La vraie ressource de la plus profonde philosophie contre les passions est de les voir comme elles sont et de les nommer comme elles méritent, ainsi que les Stoïciens l’ont bien vu. Car, sous les ornements de la raison captive, ce sont des mouvements mécaniques seulement, aussitôt jugés et méprisés. Par exemple une Colère, ou une Mélancolie, ou une Amertume, ce n’est qu’Humeur dans le sens plein du mot.

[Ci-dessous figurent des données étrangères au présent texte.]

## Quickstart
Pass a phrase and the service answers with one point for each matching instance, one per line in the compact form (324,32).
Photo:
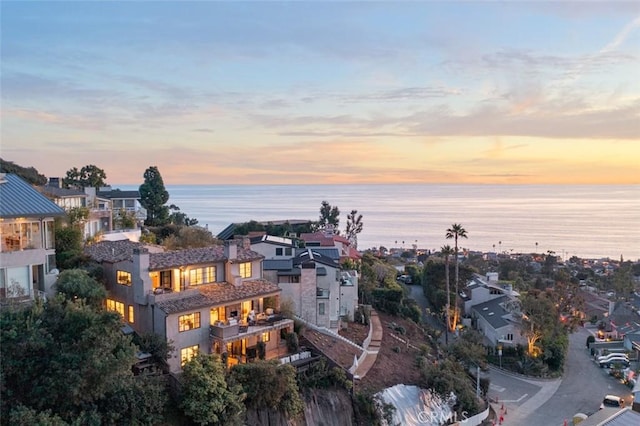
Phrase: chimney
(231,250)
(55,182)
(140,275)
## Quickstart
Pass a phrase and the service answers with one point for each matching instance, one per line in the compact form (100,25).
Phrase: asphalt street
(531,402)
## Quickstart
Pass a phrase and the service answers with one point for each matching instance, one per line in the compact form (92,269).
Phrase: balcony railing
(225,331)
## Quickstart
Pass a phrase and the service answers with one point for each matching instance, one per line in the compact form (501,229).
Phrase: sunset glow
(328,92)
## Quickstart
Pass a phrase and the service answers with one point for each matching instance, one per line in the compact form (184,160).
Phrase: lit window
(187,354)
(123,277)
(245,270)
(202,275)
(189,321)
(115,306)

La Guerre, qui n’est que la Passion, en tous les sens aussi de ce beau mot, nous éclaire là-dessus par son développement propre, qui est mécanique ; mais il faut l’avoir vue ; si on l’imagine seulement, l’Épique revient avec la pensée de l’ensemble. Le réel de la Chose est tout près du métier, comme les Praticiens véritables ont fini par le dire. Aussi la première floraison des vertus imaginaires est promptement flétrie par l’action de cette rude machine, où l’homme prend figure de chose. À mesure que l’on approche de l’Événement abhorré, redouté, admiré, désiré, le tout ensemble par les tumultes du cœur, à mesure tout s’égalise, tout devient petit par l’importance des moindres actions. Tout se passe comme dans l’Usine, où la fin est de produire, sans jamais se demander pourquoi, et où même chacun perd l’idée de l’objet à faire, par la division des travaux. Aux premiers actes de guerre, les fins transcendantes périssent aussitôt, comme étrangères en cette mécanique, ajustée pour se passer de tout, et même de courage. Les moyens matériels règlent tellement tout qu’une arrivée de munitions éveille l’énergie combattante, et qu’inversement la pénurie établit aussitôt une paix armée et une indifférence philosophique. Tout étant ainsi extérieur, l’âme maigrit ou grossit, si l’on ose dire, selon le flux et le reflux des moyens ; l’alcool, le vin et les quartiers de bœuf sont ici d’énergiques symboles du matérialisme envahissant.

L’idée dominante en ces heures qui sont même au-dessous de l’effrayant, du triste et du désespéré, c’est que l’on se voit de toute façon conduit par les circonstances extérieures. Et, par cette Mécanisation, mot nécessaire ici, un genre de consolation est aussi apporté, qui n’est point du genre pensée. Alors revient la puérilité, attribut du soldat. Aussi, par une réaction, la pensée y trouve sa Retraite et son Monastère, avec tous les avantages et les inconvénients de l’institution, qui tend naturellement à séparer l’âme du corps et l’intention de l’acte. Le soldat pensant pense pour l’avenir seulement, pour le Ciel, dirait-on presque.

Ce genre d’inertie, dont les effets frappent le Visiteur et en général celui qui n’est point dans le métier, crée un danger imaginaire qui viendrait d’indifférence totale. Aussi les renforts de l’ordre moral sont bientôt envoyés, mécaniques aussi, lieux communs et formules oratoires, puissants seulement sur les Imaginations qui ne sont pas assez nettoyées par le Feu proche. Mais les Praticiens sentent assez que la mécanique se suffit à elle-même, et que le souci de vêtir et de nourrir, joint à une rigueur de discipline sans aucune faiblesse, rétablissent le plus simplement du monde ce que l’on appelle très improprement le Moral du combattant. Les Causes l’emportent ici sur les Fins à tel point que le plus humble en a le sentiment juste. Aussi, dans les instants de relâche, le rire règne sur ces régions désolées. Ainsi se poursuit, par la structure propre de l’armée en ligne, ce massacre mécanique, où la force morale ne s’emploie jamais à choisir, mais toujours à supporter. Préparation ascétique, qui nous renvoie dépouillés d’orgueil et même de vanité, d’après cette vue que la vanité ne va pas loin si elle ne peut s’orner. La simplicité honore les héros et déshonore la guerre.

Un des jeunes qui en sont revenus me disait : « Si simplement qu’on parle de la guerre, on l’orne trop ; et les enfants qui nous écoutent ont toujours trop d’envie de la faire. Il vaut mieux n’en point parler. » Mais cette vaste étendue de silence était le mieux ; signe effrayant pour les rhéteurs. Et je sais maintenant que la jeunesse l’a très bien compris. Les discours n’arrivent pas à remplir ce grand espace de silence.